The complete works of an artist, writer, musician, group, etc., is a collection of all of their cultural works. For example, Complete Works of Shakespeare is an edition containing all the plays and poems of William Shakespeare. A Complete Works published edition of a text corpus is normally accompanied with additional information and critical apparatus. It may include notes, introduction, a biographical sketch, and may pay attention to textual variants.

Similarly, the term body of work may be used to describe the entirety of the creative or academic output produced by a particular individual or unit.

==Terminology==
Complete works may be titled by a single word, "Works". "Collected works" is often treated as a synonym. A distinction began to be seen clearly in the second half of the 18th century.

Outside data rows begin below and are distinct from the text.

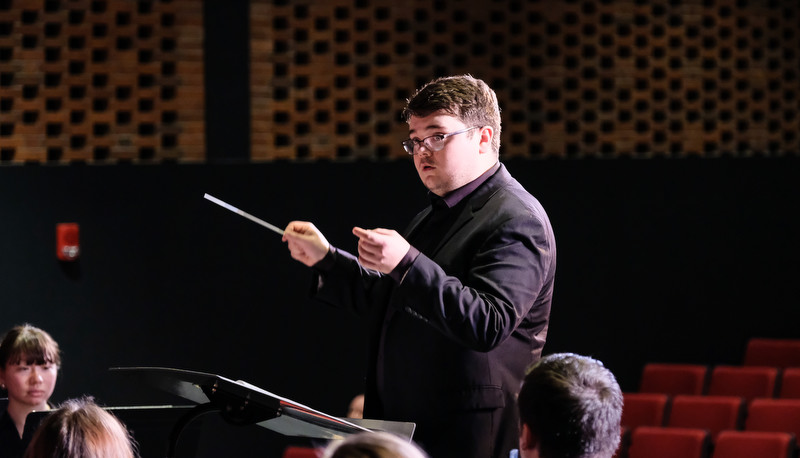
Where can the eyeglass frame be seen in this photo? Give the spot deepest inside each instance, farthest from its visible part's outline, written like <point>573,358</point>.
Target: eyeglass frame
<point>415,143</point>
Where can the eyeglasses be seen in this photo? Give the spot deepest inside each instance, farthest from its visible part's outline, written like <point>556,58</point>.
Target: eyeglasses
<point>433,143</point>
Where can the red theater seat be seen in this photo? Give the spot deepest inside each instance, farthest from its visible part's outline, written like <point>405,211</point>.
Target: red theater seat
<point>713,413</point>
<point>790,383</point>
<point>644,409</point>
<point>774,415</point>
<point>655,442</point>
<point>754,444</point>
<point>746,381</point>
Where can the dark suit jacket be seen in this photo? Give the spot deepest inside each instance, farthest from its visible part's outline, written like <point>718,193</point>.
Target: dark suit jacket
<point>451,341</point>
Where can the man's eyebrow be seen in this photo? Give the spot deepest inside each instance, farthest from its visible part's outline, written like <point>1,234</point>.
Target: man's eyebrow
<point>428,127</point>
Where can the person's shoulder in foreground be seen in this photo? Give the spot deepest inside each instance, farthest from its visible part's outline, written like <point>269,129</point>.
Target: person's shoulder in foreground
<point>569,405</point>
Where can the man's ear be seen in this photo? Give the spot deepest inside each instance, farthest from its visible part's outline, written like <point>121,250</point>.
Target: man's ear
<point>527,440</point>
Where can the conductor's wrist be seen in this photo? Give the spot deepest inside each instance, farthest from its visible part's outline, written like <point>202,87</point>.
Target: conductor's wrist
<point>327,262</point>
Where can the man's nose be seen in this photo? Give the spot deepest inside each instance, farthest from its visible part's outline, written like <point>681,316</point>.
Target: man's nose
<point>36,375</point>
<point>420,148</point>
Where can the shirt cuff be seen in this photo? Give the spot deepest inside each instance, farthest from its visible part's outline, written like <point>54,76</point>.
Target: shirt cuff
<point>399,272</point>
<point>326,264</point>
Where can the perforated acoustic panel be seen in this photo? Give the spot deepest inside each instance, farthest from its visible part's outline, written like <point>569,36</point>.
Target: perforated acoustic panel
<point>100,80</point>
<point>592,78</point>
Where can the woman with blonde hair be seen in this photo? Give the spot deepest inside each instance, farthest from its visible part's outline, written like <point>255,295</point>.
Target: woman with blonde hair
<point>79,428</point>
<point>373,445</point>
<point>29,364</point>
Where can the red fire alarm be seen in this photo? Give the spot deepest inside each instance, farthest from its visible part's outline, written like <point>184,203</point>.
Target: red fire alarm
<point>67,241</point>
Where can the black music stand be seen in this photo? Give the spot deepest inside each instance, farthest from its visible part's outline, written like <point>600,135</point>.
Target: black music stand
<point>241,403</point>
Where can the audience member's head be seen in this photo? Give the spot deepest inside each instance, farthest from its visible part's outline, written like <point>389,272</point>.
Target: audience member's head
<point>373,445</point>
<point>570,407</point>
<point>29,362</point>
<point>356,407</point>
<point>79,428</point>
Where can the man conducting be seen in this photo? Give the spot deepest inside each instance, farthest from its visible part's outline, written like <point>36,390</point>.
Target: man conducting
<point>460,302</point>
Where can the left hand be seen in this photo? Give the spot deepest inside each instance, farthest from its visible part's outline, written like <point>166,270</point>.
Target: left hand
<point>380,249</point>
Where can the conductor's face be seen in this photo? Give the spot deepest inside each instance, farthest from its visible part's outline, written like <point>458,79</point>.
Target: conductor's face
<point>457,162</point>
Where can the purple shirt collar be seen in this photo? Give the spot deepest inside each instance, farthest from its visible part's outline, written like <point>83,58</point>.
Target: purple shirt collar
<point>455,196</point>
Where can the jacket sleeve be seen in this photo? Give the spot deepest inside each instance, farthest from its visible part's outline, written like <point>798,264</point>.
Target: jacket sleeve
<point>509,275</point>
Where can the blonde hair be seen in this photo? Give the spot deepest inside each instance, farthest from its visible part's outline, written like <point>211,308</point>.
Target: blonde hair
<point>373,445</point>
<point>31,343</point>
<point>79,428</point>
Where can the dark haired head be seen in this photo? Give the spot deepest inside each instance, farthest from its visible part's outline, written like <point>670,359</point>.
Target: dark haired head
<point>572,405</point>
<point>467,98</point>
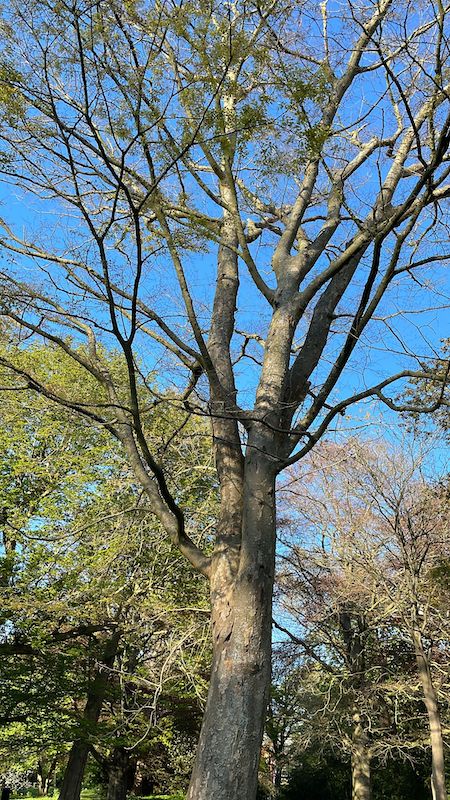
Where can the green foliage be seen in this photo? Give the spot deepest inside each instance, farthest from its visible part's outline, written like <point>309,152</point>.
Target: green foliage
<point>82,558</point>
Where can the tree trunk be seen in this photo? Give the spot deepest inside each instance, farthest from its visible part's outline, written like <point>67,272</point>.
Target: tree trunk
<point>120,774</point>
<point>76,765</point>
<point>361,757</point>
<point>434,720</point>
<point>227,760</point>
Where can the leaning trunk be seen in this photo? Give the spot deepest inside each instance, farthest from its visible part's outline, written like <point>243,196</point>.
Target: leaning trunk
<point>76,765</point>
<point>120,774</point>
<point>361,773</point>
<point>434,720</point>
<point>74,772</point>
<point>226,766</point>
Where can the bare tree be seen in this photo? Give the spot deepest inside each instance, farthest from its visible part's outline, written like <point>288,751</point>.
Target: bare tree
<point>294,160</point>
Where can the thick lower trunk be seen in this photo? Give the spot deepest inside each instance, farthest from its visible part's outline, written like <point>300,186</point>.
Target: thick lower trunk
<point>361,758</point>
<point>434,721</point>
<point>74,772</point>
<point>120,774</point>
<point>76,765</point>
<point>228,752</point>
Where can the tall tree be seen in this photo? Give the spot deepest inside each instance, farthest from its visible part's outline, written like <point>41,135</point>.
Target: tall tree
<point>79,546</point>
<point>291,158</point>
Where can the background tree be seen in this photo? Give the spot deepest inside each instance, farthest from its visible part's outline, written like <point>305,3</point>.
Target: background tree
<point>375,540</point>
<point>90,584</point>
<point>239,147</point>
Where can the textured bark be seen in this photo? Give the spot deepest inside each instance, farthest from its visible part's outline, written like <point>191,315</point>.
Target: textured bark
<point>361,773</point>
<point>76,765</point>
<point>121,773</point>
<point>434,721</point>
<point>226,766</point>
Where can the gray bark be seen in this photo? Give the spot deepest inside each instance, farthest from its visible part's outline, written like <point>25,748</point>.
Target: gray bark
<point>76,765</point>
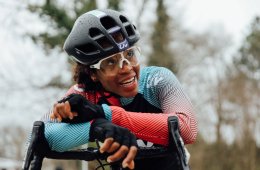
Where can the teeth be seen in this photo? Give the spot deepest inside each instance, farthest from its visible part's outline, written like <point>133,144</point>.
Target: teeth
<point>128,81</point>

The Latin language equivalent Opera Omnia is still used in English, for example, to refer to the works of Galen or Leonhard Euler. German usage distinguishes :de:Gesamtwerk as a complete corpus, :de:Gesamtausgabe for a published edition of the works, and Gesammelte Werke or collected works that may be selective in some way. A contrasting term is "selected works", which is a collection of works chosen according to some criterion, e.g., by prominence, or as a representative selection.

==Examples==
- The first literary author to have "complete works" published, in the modern sense, has been identified as Gerbrand Adriaenszoon Bredero, in 1637/8.
- The first critical complete edition of a musical composer's works has been identified as Joh. Seb. Bach's Werke (of Johann Sebastian Bach) published 1851 to 1926 by the Bach Gesellschaft at Leipzig, in 46 volumes.
- The Opera Omnia Leonhard Euler, a compilation of the works of the mathematician Leonhard Euler, began publication in 1911 and volumes were still being compiled for publication as of 2022.
- The Iwanami Shoten complete works of Natsume Sōseki, new edition, set up a Japanese model for complete works of other authors.